The city in this case has somewhere between 10 and 14 attorneys working on this case, filing multiple motions.
Kerry Howell, attorney for Sheriff John Darr
It is that amount of legal manpower that has caused the Darr team to have to add to its roster, Howell said.
“The city in this case has somewhere between 10 and 14 attorneys working on this case, filing multiple motions,” Howell said. “Up until this point, responding to the multiple motions and fighting against 10 to 14 attorneys has been done by two attorneys, Kellye Moore and Kerry Howell.
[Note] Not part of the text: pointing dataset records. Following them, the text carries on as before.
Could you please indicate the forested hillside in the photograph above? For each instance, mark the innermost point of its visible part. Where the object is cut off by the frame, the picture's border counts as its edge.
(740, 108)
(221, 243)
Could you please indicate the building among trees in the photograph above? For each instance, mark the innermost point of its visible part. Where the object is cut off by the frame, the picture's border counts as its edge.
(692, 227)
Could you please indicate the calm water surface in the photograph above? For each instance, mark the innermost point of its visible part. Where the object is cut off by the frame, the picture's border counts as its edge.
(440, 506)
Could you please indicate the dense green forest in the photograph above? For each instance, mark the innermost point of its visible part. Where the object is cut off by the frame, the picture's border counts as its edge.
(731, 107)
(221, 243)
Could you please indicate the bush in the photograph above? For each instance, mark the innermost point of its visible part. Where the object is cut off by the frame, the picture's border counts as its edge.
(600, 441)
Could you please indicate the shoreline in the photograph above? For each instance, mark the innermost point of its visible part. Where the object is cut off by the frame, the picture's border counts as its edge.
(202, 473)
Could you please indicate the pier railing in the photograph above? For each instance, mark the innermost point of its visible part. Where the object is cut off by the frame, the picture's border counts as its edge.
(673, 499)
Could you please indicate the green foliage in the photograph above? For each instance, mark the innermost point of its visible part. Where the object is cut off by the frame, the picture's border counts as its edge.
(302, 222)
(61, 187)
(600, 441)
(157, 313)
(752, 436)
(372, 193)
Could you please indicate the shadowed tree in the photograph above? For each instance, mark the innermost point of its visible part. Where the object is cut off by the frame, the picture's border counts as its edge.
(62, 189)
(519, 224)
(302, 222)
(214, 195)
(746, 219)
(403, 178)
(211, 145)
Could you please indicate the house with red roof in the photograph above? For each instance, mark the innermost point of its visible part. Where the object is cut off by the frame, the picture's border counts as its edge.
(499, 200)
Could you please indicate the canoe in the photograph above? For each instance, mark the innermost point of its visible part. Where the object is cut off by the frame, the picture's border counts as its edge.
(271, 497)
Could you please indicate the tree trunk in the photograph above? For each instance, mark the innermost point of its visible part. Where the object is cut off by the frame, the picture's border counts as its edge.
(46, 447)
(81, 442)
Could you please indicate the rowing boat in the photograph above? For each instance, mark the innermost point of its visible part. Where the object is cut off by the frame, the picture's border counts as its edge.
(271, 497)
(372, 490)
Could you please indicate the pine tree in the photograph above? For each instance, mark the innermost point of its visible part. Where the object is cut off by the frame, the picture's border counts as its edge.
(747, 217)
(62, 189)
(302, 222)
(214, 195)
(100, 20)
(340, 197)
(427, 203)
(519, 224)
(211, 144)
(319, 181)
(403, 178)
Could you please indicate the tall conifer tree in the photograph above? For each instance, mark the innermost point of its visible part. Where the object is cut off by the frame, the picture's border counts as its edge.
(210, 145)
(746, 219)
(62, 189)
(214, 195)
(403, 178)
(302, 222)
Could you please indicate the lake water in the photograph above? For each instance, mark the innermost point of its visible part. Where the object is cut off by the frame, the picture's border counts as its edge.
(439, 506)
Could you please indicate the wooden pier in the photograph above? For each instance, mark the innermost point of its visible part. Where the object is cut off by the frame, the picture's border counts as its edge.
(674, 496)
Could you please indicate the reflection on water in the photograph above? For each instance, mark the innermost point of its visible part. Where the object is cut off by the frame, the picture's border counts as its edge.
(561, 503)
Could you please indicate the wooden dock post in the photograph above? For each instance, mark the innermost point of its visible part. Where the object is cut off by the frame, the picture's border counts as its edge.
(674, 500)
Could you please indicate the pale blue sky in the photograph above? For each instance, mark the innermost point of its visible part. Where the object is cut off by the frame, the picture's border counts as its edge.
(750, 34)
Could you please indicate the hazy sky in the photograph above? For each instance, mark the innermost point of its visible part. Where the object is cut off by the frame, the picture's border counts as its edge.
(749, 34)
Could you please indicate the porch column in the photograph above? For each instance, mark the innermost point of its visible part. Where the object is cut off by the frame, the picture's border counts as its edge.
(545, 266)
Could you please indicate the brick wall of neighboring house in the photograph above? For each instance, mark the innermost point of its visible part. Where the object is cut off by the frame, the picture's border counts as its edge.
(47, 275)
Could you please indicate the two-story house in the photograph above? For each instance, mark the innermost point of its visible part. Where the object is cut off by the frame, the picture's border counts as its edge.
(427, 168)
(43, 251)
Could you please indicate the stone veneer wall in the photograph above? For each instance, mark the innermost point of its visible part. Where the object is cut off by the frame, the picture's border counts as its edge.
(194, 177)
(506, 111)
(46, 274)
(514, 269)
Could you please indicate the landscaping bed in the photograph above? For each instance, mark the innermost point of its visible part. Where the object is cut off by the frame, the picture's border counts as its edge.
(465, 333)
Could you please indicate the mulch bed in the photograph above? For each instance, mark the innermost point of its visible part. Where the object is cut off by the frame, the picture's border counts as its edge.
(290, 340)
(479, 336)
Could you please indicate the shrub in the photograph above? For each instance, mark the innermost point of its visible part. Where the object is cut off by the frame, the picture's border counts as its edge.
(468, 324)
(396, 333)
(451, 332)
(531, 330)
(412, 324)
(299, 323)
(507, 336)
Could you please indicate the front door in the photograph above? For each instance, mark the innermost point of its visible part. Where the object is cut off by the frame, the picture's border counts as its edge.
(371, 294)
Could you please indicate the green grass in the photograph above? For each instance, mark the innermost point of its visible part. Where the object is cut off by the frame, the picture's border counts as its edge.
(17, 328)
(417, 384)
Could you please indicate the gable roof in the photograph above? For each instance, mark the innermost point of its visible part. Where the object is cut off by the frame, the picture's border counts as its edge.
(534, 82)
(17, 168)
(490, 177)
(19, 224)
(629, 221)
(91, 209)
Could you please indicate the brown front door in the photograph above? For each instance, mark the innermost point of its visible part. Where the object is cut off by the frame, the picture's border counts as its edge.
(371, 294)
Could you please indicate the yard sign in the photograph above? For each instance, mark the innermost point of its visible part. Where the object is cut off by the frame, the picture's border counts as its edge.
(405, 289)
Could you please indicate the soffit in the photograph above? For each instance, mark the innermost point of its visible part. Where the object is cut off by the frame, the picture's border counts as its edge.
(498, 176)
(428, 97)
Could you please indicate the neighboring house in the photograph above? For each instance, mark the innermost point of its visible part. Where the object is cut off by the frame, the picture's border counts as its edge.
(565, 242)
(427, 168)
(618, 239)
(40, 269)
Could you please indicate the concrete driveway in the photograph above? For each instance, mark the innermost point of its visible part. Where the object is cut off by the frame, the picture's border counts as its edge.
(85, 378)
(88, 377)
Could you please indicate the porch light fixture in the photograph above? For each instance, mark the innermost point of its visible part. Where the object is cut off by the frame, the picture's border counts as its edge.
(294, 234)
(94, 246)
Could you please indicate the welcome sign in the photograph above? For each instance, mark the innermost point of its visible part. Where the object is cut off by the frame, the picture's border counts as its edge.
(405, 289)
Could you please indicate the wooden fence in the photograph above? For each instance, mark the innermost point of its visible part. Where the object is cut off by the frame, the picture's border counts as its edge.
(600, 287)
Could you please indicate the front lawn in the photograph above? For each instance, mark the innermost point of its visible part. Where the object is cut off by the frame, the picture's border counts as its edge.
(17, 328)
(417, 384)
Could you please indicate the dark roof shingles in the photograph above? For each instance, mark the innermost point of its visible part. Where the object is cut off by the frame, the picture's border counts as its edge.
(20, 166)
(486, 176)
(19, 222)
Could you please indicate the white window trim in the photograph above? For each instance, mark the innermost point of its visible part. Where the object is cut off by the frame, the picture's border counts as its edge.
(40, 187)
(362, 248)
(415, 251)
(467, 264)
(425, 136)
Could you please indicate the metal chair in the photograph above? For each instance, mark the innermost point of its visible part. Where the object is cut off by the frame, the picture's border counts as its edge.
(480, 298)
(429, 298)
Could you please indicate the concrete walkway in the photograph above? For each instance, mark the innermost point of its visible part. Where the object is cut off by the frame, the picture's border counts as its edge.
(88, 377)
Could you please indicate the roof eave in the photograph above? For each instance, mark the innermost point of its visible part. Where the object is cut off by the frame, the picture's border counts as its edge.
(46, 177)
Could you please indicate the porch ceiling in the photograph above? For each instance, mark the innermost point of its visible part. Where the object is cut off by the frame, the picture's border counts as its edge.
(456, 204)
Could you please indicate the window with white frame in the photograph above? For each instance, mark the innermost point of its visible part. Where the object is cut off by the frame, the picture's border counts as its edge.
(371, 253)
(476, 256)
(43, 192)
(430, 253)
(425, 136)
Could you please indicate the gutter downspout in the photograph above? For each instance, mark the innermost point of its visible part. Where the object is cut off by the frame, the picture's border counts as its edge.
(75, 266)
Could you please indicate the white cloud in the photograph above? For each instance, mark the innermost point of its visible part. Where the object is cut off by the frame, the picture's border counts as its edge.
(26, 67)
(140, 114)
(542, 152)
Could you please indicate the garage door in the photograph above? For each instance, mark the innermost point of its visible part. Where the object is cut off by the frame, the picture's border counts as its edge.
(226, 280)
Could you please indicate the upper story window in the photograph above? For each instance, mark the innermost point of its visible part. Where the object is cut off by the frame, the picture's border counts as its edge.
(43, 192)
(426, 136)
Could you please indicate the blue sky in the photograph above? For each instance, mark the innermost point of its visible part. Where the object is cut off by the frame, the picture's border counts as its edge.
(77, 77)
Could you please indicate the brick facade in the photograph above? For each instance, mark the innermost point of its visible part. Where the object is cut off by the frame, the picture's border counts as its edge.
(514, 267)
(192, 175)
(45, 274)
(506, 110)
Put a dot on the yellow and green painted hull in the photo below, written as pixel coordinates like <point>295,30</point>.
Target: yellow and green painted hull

That is a tremendous burden for two attorneys to try to work against 12 or so attorneys.”
Mayor Teresa Tomlinson said the multiple lawyers listed are a result of the demise of Hatcher, Stubbs and Hall, Booth’s subsequent hiring of several of its lawyers.
“Since the merger with Hall Booth, our lawyers are Carter Schondelmayer, Paul Ivey and Matt Maholick,” Tomlinson said. “The other lawyers no longer work this case.”
In a recent filing in the Darr lawsuit, the city asked for communications between Darr’s attorneys and the Georgia Sheriffs Association in an attempt to determine the amount, if any, of participation the GSA has had in the suit. Groover represented the GSA in that matter. All three of Darr’s lawyers have represented the GSA.
Larry Walker and Moore, of Walker, Hulbert, Gray and Moore are general counsel for the Georgia Sheriffs’ Association. Howell is a member of a state-wide network of attorneys the GSA keeps from which to refer when one of the state’s 159 sheriff’s needs legal advice or representation. Bill Stone, a Blakely, Ga., attorney, is another of the GSA’s referral attorneys and represents Superior Court Clerk Linda Pierce in her similar lawsuit against the city.
What we know as a result is that this litigation is being driven by the Sheriff's Association for statewide political purpose and it is a travesty that our Muscogee County citizens are being subjected to that political objective.
Mayor Teresa Tomlinson
Tomlinson said the addition of Groover only bolsters her contention that the GSA is driving the Darr case, a position she has put forth before.
“What we know as a result is that this litigation is being driven by the Sheriff's Association for statewide political purpose and it is a travesty that our Muscogee County citizens are being subjected to that political objective,” Tomlinson said.
Terry Norris, executive director of the GSA, and Moore both called Tomlinson’s initial allegation absurd, and Darr called it “misinformation.”
Tomlinson said she thinks Darr’s adding a third law firm will “definitely” add to the city’s legal bills because, “now you have three law firms doing the same thing.”
“This points back to our original objection, and why we think the court got it wrong and we’ll be appealing to the appellate court at the appropriate time,” Tomlinson said. “Because they’re making us pay for his lawyers out of accounts other than his own, he has no inclination or incentive whatsoever to have efficient and effective counsel.”
Because Darr and Pierce are constitutional officers, the city must pay their legal fees. Countryman and Bishop, who are not constitutional officers, must pay their own fees.
So far, the city has paid a total of more than $1.85 million in attorney fees in the three lawsuits.